Riverkeeper Inc. is asking a court to order a Mount Vernon scrap metal company to stop discharging pollutants into the Hutchinson River.
Riverkeeper, a nonprofit organization based in Ossining, sued J. Bass & Son Inc. on May 23 in federal district court in White Plains, claiming it has violated pollution regulations.
J. Bass & Son submitted false reports about stormwater discharges from 2010 to the present, according to the complaint, failed to do routine site inspections, and failed to use management practices required by law.
Bass’ attorney, Paul D. Casowitz, disputed the allegations.
“They have a long record of no environmental compliance issues,” he said, “and they are very proud of this.”
Bass has operated a demolition, carting and scrap metal business since 1922. Its facility on Carleton Avenue is in a heavily industrialized area of Mount Vernon near Columbus Avenue and Sandford Boulevard.
Every time it rains, according to Riverkeeper, hundreds of millions of gallons of polluted stormwater pours into the Hutchinson River, Long Island Sound, New York Harbor and other regional waterways, impairing fish habitats and recreation activities.
Bass has permits from the New York State Department of Environmental Conservation that require it to monitor and mitigate pollution from three stormwater discharge points.
The problem at the Bass scrap metal yard, as Riverkeeper depicts it, is that rain falls onto greasy, oily machinery and washes away pollutants that end up in the river.
The organization claims it collected samples of discharged stormwater that contained excessive amounts of aluminum, cadmium, chromium, copper, iron, lead and zinc.
Bass routinely submitted quarterly and annual reports stating that no stormwater had been discharged from the three, permitted locations, according to Riverkeeper. It also claims that the company failed to get permits for three more locations where stormwater drains toward the river.

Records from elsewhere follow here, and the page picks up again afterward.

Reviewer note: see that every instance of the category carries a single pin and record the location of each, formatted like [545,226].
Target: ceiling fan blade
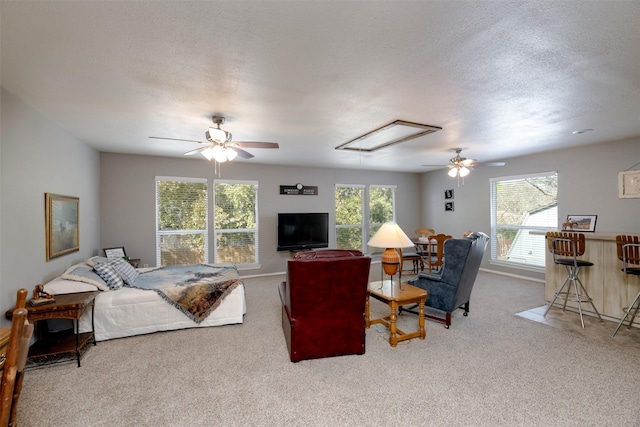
[196,151]
[255,144]
[177,139]
[488,164]
[241,152]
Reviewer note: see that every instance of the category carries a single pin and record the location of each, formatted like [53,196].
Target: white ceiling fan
[461,166]
[220,147]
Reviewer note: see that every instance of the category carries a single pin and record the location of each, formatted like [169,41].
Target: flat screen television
[301,231]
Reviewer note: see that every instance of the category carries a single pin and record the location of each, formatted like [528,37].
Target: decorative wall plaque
[299,190]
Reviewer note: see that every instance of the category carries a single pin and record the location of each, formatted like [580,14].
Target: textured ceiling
[502,78]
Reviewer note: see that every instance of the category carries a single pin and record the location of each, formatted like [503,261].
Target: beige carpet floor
[492,368]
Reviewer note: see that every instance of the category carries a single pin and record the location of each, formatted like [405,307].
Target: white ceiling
[502,78]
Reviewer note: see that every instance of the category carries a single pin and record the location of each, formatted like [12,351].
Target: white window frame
[366,225]
[160,233]
[255,231]
[537,241]
[361,225]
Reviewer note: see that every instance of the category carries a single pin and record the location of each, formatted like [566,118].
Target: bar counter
[611,289]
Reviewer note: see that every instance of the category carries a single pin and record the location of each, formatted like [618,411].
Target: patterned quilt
[196,290]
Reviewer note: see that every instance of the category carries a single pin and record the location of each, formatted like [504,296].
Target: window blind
[236,222]
[519,205]
[182,235]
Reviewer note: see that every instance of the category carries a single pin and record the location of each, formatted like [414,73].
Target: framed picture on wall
[582,222]
[62,225]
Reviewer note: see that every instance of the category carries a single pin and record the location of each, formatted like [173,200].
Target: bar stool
[629,253]
[566,247]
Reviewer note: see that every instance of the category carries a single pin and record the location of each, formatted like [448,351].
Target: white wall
[37,157]
[128,199]
[587,185]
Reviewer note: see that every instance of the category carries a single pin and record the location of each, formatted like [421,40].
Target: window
[236,222]
[519,205]
[349,216]
[181,221]
[382,201]
[357,221]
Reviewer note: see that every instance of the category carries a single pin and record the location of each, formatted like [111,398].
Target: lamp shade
[390,235]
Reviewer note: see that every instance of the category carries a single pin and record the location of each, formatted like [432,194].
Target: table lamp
[391,237]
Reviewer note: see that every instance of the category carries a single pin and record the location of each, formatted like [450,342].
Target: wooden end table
[389,293]
[51,347]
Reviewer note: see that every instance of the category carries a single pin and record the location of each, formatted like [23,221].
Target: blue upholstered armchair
[451,287]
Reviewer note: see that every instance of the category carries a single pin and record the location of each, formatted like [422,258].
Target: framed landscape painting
[62,215]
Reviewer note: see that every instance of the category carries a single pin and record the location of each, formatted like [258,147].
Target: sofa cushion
[328,253]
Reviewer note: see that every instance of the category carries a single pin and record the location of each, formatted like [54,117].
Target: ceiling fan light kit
[461,166]
[220,146]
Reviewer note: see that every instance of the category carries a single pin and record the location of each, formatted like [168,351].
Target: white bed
[127,311]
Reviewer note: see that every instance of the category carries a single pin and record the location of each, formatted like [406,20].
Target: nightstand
[52,347]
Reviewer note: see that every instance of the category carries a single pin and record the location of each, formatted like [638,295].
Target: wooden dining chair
[15,362]
[628,249]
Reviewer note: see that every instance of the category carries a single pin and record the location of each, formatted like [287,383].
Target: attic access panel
[393,133]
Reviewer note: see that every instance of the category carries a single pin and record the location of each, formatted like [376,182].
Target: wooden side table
[51,347]
[390,294]
[5,334]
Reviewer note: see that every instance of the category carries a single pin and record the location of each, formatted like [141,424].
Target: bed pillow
[109,275]
[97,260]
[126,270]
[65,286]
[84,273]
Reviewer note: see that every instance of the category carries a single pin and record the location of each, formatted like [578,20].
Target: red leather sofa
[323,303]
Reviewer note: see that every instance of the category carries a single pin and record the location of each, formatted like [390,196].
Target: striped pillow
[109,275]
[126,271]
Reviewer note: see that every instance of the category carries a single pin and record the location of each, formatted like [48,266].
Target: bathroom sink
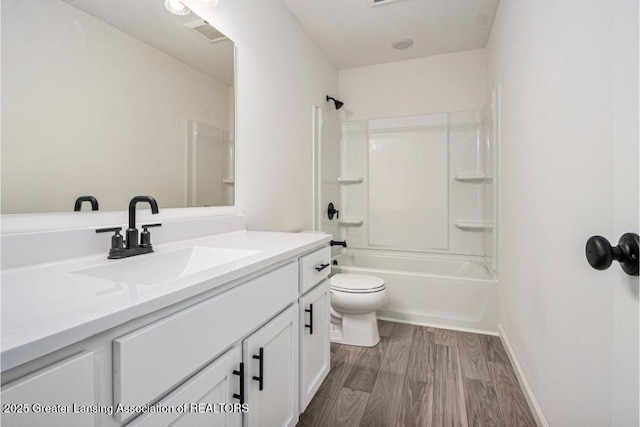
[157,268]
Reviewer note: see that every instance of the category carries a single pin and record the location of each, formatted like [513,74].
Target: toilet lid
[356,283]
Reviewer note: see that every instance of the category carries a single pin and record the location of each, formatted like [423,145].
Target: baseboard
[416,319]
[528,393]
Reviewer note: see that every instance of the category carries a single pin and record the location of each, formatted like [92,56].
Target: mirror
[114,98]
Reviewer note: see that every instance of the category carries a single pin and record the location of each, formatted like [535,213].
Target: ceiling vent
[203,29]
[373,3]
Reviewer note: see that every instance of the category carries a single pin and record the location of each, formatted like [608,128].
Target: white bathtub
[445,293]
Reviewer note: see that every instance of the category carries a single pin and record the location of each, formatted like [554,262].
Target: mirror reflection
[111,99]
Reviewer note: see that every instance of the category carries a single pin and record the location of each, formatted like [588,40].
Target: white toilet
[354,301]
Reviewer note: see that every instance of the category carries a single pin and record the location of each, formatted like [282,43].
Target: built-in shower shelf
[350,222]
[473,225]
[473,177]
[346,180]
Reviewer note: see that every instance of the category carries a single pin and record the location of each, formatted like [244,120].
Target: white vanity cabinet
[57,395]
[250,343]
[314,322]
[314,341]
[271,366]
[209,398]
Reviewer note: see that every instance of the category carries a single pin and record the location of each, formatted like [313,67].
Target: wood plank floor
[420,376]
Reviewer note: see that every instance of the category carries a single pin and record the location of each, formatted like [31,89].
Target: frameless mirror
[112,99]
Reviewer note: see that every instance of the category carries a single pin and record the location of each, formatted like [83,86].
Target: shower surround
[418,210]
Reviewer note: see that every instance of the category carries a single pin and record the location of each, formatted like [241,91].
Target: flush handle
[322,267]
[310,325]
[260,377]
[600,254]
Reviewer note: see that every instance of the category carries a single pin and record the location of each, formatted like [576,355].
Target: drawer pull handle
[310,325]
[240,373]
[260,378]
[322,267]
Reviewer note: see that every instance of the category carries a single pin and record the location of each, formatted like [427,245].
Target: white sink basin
[152,269]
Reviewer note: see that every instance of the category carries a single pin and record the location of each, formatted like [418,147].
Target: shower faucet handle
[331,211]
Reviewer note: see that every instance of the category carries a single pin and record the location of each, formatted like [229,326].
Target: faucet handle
[117,242]
[116,230]
[145,236]
[144,227]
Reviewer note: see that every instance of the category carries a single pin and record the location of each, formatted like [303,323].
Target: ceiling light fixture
[176,7]
[402,44]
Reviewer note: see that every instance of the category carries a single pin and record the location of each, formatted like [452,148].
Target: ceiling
[150,22]
[352,33]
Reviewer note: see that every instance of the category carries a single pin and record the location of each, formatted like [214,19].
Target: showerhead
[338,104]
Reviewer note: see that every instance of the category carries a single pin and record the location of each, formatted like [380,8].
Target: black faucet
[132,246]
[132,231]
[78,205]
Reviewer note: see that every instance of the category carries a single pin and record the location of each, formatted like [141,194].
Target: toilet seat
[356,283]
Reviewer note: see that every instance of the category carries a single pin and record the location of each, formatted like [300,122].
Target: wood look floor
[420,376]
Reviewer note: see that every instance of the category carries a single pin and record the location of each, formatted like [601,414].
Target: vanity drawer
[309,265]
[153,359]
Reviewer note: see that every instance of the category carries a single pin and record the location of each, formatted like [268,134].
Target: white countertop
[46,307]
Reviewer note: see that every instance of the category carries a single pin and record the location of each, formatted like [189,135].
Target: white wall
[280,73]
[555,65]
[73,127]
[436,84]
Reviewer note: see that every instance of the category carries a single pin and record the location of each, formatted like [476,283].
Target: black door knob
[331,211]
[601,254]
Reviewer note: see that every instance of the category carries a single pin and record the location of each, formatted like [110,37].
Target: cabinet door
[271,364]
[207,399]
[314,342]
[65,387]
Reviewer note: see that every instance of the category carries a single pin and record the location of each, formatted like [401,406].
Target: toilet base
[355,329]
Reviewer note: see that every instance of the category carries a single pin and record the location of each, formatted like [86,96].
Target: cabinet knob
[240,373]
[310,311]
[260,377]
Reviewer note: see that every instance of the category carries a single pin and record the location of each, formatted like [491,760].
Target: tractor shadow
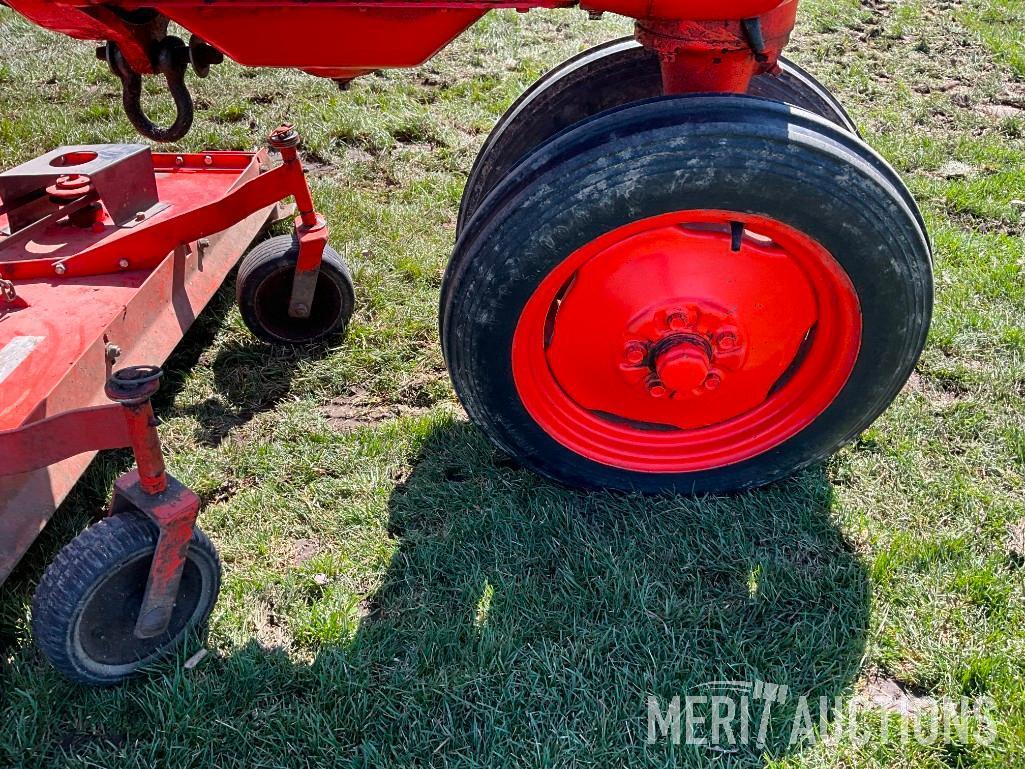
[519,617]
[518,607]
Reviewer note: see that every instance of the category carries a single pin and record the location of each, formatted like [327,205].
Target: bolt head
[678,320]
[634,353]
[727,340]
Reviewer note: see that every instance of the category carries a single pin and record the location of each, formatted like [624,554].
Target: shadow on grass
[519,617]
[521,623]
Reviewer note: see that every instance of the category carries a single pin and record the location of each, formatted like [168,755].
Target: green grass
[401,595]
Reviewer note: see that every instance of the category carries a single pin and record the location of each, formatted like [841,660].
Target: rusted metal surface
[122,176]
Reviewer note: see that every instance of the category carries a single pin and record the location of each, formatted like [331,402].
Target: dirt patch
[303,551]
[358,410]
[889,694]
[270,629]
[1001,112]
[1016,539]
[939,397]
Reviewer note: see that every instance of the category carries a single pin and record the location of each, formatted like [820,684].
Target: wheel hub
[687,340]
[683,367]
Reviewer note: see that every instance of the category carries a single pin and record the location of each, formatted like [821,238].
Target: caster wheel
[697,294]
[264,286]
[84,610]
[611,75]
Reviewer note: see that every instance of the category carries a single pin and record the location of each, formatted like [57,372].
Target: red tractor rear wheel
[604,77]
[693,293]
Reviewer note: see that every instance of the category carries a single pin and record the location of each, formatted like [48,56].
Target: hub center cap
[683,365]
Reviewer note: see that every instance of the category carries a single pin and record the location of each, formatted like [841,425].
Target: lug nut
[636,353]
[678,321]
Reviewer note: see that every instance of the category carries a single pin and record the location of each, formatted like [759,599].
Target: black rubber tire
[680,153]
[264,284]
[602,78]
[85,607]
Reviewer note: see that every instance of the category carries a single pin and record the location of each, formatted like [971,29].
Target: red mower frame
[32,446]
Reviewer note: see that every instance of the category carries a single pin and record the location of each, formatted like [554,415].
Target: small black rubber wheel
[264,286]
[604,77]
[698,294]
[85,607]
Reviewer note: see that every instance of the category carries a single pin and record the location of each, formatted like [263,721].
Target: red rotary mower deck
[108,253]
[59,335]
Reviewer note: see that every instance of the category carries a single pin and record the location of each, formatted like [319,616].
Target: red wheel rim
[687,341]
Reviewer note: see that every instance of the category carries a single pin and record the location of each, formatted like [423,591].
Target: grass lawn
[398,594]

Casowitz said no discharges were reported because surface water flows back onto the site and seeps into the ground. The locations with no permits include a low-lying area and a rooftop where the company believes no pollution leaves the site. Those locations will be investigated, he said, and if problems are detected corrective action will be taken.
The third location without a permit refers to a place where an employee pumped water out to the street. It was a one-time mistake, Casowitz said, and the employee has been instructed on proper procedures.
He said he could not comment yet on Riverkeeper’s samples because he does not know exactly how or where they were collected. If benchmarks were exceeded, he said, the company will consider ways to mitigate the problem.
Riverkeeper brought the complaint under a provision of the Clean Water Act that allows citizens to file civil enforcement actions.
Violators can be penalized from $37,500 to $53,484 a day per violation. If Bass were fined the maximum amount for one violation, it could theoretically face an assessment of $95.6 million. That outcome, according to Casowitz, is unlikely.
“They have a pretty clean record and they’ve been around for a long time,” he said. “The principals of the company take their responsibilities seriously.”
Riverkeeper wants a federal judge to declare Bass in violation of the Clean Water Act and order the company to comply with the regulations and to pay civil penalties.
Riverkeeper is represented by attorney Mike DiGiulio of Manhattan.